Abdurrahman Yazıcı: Bir takım kurallar koyarak sanki o bozulmuş kurbanı çağrıştırıyor.
Abdulaziz Bayındır: Mesela bu Allah içindir, bu tanrılarımız içindir.
Abdurrahman Yazıcı: Kurbanın olduğunu ama bozulduğunu. Allah da sadece Allah için kesin.
Abdulaziz Bayındır: Mesela diyor; “hazâ lillah ve hazâ şurekaina” işte bu Allah için bu da bizim araya sokuşturduğumuz aracı tanrılar için diyorlardı. AllahTeala burada Resulullah’a ne diyor? “Fe salli li rabbik: Rabbin için namazını kıl”, başka? “Venhar li rabbik” demektir: Rabbin için kurbanı nahr et.
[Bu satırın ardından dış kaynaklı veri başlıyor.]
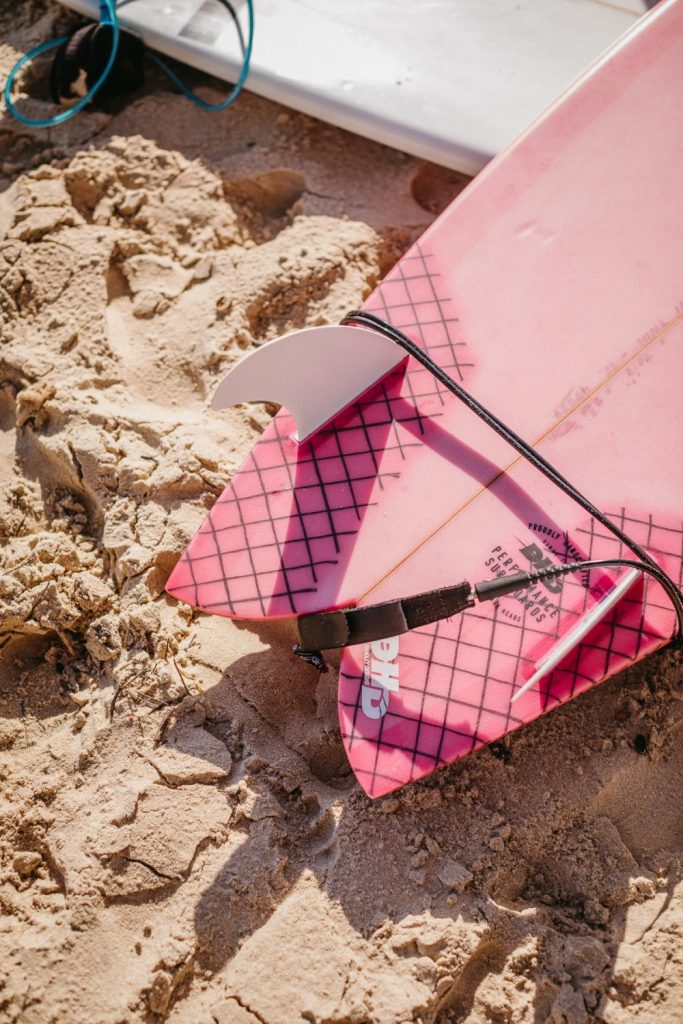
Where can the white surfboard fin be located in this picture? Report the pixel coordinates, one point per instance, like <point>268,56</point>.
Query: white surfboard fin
<point>314,373</point>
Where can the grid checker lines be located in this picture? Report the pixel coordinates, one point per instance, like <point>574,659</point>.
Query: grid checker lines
<point>466,685</point>
<point>310,499</point>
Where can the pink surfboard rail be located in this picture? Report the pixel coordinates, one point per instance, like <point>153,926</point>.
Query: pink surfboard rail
<point>551,288</point>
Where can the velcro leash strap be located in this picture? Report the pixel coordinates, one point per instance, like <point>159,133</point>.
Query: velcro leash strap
<point>331,630</point>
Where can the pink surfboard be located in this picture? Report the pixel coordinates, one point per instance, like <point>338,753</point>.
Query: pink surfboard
<point>552,288</point>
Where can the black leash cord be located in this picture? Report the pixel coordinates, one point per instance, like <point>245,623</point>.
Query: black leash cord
<point>364,318</point>
<point>339,629</point>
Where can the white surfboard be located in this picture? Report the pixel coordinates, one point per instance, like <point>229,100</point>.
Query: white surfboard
<point>452,81</point>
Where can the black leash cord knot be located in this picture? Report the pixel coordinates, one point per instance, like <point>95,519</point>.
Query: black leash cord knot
<point>372,622</point>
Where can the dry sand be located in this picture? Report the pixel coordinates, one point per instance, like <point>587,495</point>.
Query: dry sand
<point>180,838</point>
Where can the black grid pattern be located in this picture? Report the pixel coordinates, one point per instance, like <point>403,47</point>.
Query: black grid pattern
<point>463,672</point>
<point>292,509</point>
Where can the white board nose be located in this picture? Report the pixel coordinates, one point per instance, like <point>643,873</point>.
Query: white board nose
<point>314,373</point>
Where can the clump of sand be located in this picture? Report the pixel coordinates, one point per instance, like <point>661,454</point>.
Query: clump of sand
<point>180,838</point>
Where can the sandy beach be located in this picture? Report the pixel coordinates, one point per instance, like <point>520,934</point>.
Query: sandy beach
<point>181,839</point>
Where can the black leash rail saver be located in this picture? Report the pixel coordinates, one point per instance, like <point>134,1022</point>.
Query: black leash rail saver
<point>333,630</point>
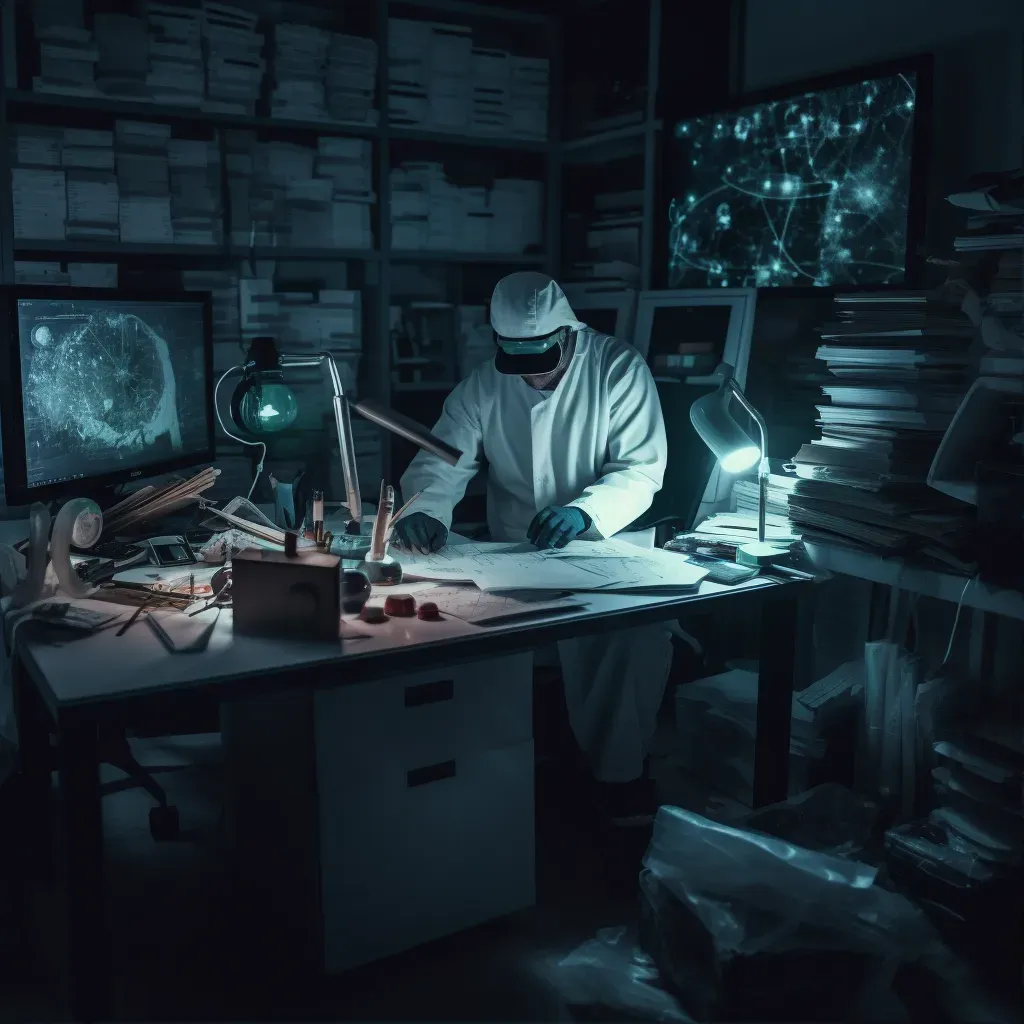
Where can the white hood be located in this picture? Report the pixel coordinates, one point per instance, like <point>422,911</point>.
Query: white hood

Kurbanı kes. “İnnâ şanieke huvel ebter” yani sana karşı böyle hücum eden, seni sıkıntıya sokan tavırlar içerisinde olanlar: işte asıl ebter olanlar onlardır. Yani soyu devam etmeyecek olanlar onlardır. Sen değilsin. Şimdi burada şu ortaya çıkmış oluyor: yani ebterlik, esasen çoluk çocuğun yaşaması değil. O çizginin yaşamasıdır. Ne olacak yani, senin çoluğun çocuğun yaşamış da Allah’ın yolundan ayrılmışsa ne işe yarar. Ama o çizginin yaşamasıdır. Resulullah(sav)’in oğlu falan yoktu ama o zaman oğullarım var, kızlarım var diye. Kızlarla kimse sevinmezdi de onların döneminde, şu kadar oğlum var diye övpnenlerin hiç birisinin adını sanını da bilmiyoruz. Çoğusunun adını sanını bilmiyoruz ama Resullah halâ en tepelerde saygı gören birisidir.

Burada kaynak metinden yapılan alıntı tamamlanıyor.